Pushpak Dagade Pushpak Dagade - 1 year ago 75
Python Question

Getting file extension using pattern matching in python

I am trying to find the extension of a file, given its name as a string. I know I can use the function

os.path.splitext
but it does not work as expected in case my file extension is
.tar.gz
or
.tar.bz2
as it gives the extensions as
gz
and
bz2
instead of
tar.gz
and
tar.bz2
respectively.

So I decided to find the extension of files myself using pattern matching.

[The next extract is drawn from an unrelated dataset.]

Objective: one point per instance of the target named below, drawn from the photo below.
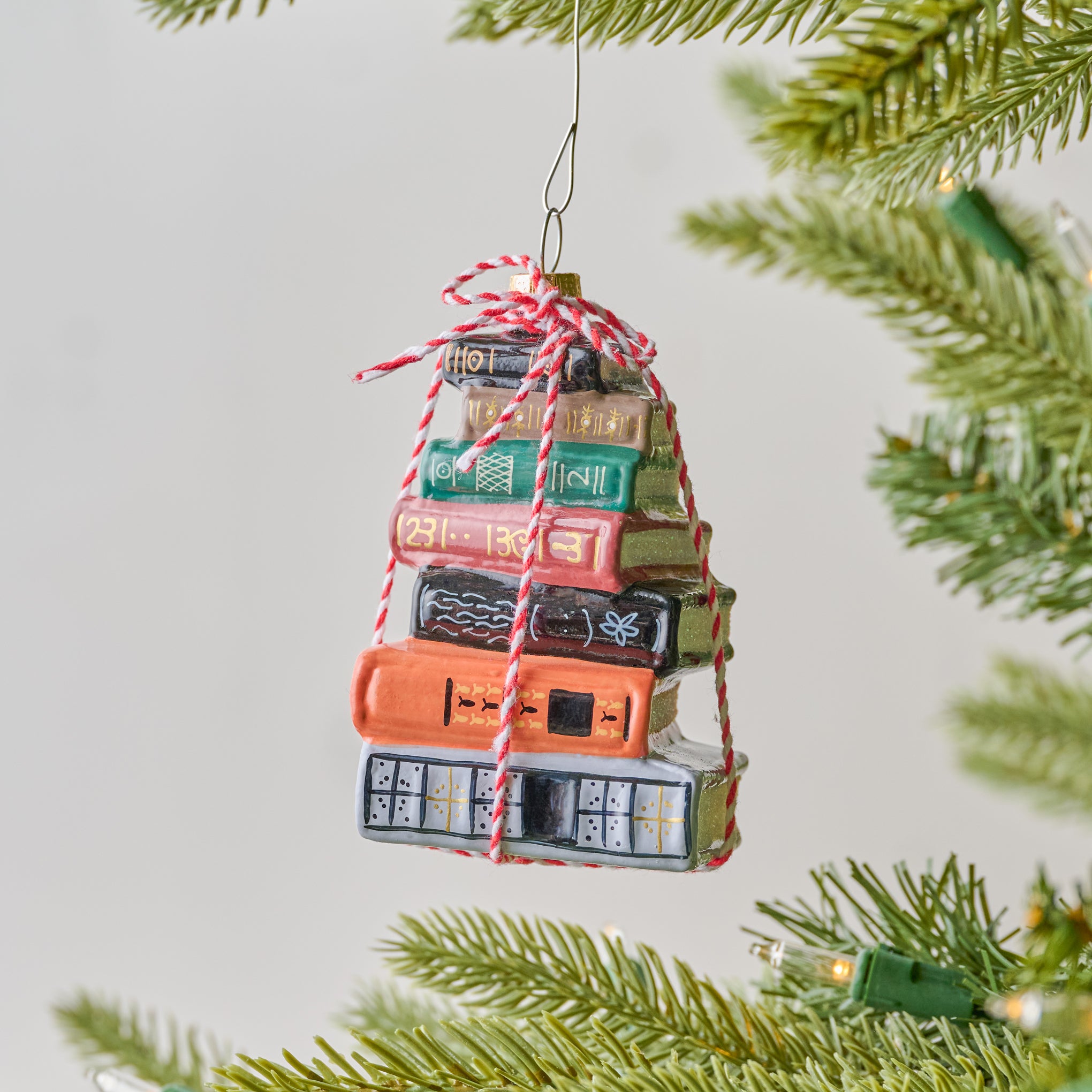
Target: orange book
(427, 694)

print re.compile(r'^.*[.](?P<ext>tar\.gz|tar\.bz2|\w+)$').match('a.tar.gz')group('ext')
>>> gz # I want this to come as 'tar.gz'
print re.compile(r'^.*[.](?P<ext>tar\.gz|tar\.bz2|\w+)$').match('a.tar.bz2')group('ext')
>>> bz2 # I want this to come 'tar.bz2'


I am using
(?P<ext>...)
in my pattern matching as I also want to get the extension.

Please help.

Answer Source
>>> print re.compile(r'^.*[.](?P<ext>tar\.gz|tar\.bz2|\w+)$').match('a.tar.gz').group('ext')
gz
>>> print re.compile(r'^.*?[.](?P<ext>tar\.gz|tar\.bz2|\w+)$').match('a.tar.gz').group('ext')
tar.gz
>>>

The ? operator tries to find the minimal match, so instead of .* eating ".tar" as well, .*? finds the minimal match that allows .tar.gz to be matched.